While I commend Riker, the director, for using non-professionals and examining real life situations, the overall feeling you receive from this film is hopeless struggle. The immigrant experience today (and I live in the NY metro area and have intimate knowledge of these things) is much struggle and much joy, along with tragedy and setback. Even the happy young man at the party is given a bleak fate at the end of his segment.
The black and white photography, while appreciated and well done, had echos of early 60's real life dramas. (I'm thinking especially of "Nothing But A Man.") The lighting was deliberately angled, as well, to give extra dramatic enhancement to certain scenes, such as the new immigrant and the girl he meets at the party, and the garment factory room. Many times we were looking at pictures, not a movie. A focused political statement was being communicated. Look at these victims, the movie sobs. On top of it all, the maudlin orchestral background music made me feel like I was in a holocaust movie. Everyone was doomed, condemned by Nazi-like bosses and bureaucrats. What a statement about supposedly hard-hearted New York! What about the places these people came from. Guess what . . . they're worse. I have seen home movies from people like the ones in this movie. Poverty is what they're escaping.

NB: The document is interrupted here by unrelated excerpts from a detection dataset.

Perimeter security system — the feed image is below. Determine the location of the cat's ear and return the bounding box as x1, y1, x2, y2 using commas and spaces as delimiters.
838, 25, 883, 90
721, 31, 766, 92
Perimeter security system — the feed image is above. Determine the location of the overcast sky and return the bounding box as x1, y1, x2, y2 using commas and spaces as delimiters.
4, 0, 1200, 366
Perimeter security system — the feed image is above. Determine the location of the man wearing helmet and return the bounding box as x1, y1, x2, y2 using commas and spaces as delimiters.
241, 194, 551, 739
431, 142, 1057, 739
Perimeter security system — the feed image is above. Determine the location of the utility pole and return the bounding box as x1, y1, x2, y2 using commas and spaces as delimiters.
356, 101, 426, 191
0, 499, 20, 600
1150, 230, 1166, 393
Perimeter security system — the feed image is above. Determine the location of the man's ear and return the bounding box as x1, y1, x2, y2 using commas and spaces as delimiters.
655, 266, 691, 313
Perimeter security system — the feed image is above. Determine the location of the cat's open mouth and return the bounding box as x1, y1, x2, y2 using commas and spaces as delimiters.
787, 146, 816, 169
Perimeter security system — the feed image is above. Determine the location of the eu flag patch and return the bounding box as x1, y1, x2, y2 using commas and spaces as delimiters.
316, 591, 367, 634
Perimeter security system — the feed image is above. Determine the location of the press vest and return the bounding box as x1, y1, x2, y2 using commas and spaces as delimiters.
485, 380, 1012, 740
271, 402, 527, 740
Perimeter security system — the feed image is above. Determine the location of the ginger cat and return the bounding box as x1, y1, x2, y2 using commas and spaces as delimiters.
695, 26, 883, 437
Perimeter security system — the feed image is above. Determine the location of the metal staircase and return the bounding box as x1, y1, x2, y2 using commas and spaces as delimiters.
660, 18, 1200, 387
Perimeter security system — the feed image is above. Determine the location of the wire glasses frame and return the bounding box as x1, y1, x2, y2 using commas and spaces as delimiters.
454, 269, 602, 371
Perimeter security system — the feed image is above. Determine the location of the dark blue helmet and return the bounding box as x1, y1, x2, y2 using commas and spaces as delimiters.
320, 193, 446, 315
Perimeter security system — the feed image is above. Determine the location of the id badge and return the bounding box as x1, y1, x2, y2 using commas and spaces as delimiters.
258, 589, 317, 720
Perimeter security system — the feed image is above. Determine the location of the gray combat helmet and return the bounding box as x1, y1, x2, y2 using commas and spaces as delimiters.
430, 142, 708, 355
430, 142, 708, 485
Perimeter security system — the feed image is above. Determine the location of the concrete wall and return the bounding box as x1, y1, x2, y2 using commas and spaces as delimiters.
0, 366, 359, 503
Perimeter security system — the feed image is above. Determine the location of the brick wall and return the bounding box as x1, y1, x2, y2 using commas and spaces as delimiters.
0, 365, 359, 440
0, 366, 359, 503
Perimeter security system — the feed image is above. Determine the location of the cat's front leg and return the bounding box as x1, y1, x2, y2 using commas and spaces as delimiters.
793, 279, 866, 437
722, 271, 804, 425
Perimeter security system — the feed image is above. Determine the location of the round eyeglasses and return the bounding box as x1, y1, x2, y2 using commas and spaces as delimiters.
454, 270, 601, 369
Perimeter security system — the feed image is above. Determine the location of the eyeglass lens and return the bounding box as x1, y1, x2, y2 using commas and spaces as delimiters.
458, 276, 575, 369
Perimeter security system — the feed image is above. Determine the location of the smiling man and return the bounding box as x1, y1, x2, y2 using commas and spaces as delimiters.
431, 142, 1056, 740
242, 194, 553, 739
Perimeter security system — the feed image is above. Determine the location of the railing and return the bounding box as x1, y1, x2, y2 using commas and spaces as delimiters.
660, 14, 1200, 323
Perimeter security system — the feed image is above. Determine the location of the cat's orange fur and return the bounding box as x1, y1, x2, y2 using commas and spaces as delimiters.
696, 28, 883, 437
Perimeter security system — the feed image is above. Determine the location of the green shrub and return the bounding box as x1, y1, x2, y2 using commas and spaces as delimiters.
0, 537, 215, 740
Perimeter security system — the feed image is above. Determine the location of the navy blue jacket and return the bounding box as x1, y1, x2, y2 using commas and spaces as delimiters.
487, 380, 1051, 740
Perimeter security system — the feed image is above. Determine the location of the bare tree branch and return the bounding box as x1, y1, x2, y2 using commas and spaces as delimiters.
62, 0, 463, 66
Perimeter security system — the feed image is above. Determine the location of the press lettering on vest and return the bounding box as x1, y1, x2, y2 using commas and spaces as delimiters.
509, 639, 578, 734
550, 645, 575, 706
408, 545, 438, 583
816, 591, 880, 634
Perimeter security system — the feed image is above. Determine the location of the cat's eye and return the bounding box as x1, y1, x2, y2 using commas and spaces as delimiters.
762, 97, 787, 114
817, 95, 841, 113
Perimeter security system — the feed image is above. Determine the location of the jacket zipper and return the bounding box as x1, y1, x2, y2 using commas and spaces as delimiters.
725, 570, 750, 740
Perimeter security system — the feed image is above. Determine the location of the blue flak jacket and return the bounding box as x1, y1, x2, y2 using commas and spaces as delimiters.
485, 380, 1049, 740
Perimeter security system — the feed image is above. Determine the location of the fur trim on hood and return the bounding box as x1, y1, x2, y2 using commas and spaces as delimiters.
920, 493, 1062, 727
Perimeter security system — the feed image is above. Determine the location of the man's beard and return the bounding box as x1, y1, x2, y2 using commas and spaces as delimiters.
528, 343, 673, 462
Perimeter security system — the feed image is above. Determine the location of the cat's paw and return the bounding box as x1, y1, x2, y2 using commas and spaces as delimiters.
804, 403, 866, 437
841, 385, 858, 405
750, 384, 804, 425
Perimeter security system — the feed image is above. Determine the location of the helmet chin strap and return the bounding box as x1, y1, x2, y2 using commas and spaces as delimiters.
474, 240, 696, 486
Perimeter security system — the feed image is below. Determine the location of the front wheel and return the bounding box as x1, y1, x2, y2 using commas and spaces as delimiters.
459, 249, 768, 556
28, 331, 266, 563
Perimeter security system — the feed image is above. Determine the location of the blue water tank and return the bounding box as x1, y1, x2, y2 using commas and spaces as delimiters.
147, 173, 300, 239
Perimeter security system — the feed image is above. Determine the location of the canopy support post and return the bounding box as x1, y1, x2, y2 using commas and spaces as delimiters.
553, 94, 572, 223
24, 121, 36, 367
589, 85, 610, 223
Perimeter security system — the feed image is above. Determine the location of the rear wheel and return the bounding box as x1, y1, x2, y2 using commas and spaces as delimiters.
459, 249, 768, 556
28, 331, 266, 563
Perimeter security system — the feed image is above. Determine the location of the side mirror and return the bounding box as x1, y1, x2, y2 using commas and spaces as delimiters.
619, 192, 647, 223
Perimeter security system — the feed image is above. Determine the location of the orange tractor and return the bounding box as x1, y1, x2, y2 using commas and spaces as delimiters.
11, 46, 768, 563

Real life is not so black and white. There is community. (It was not a coincidence that the two young people were from the same city.) There is family, blood-ties or no. There is self-help. There are many organizations (as portrayed in the movie). And there are helpful non-immigrant individuals. Yes, exploitation happens in real life (i.e., in New York and elsewhere). But that's only a part of it, unlike this partially true portrait.
If so many men, so many minds, certainly so many hearts, so many kinds of love.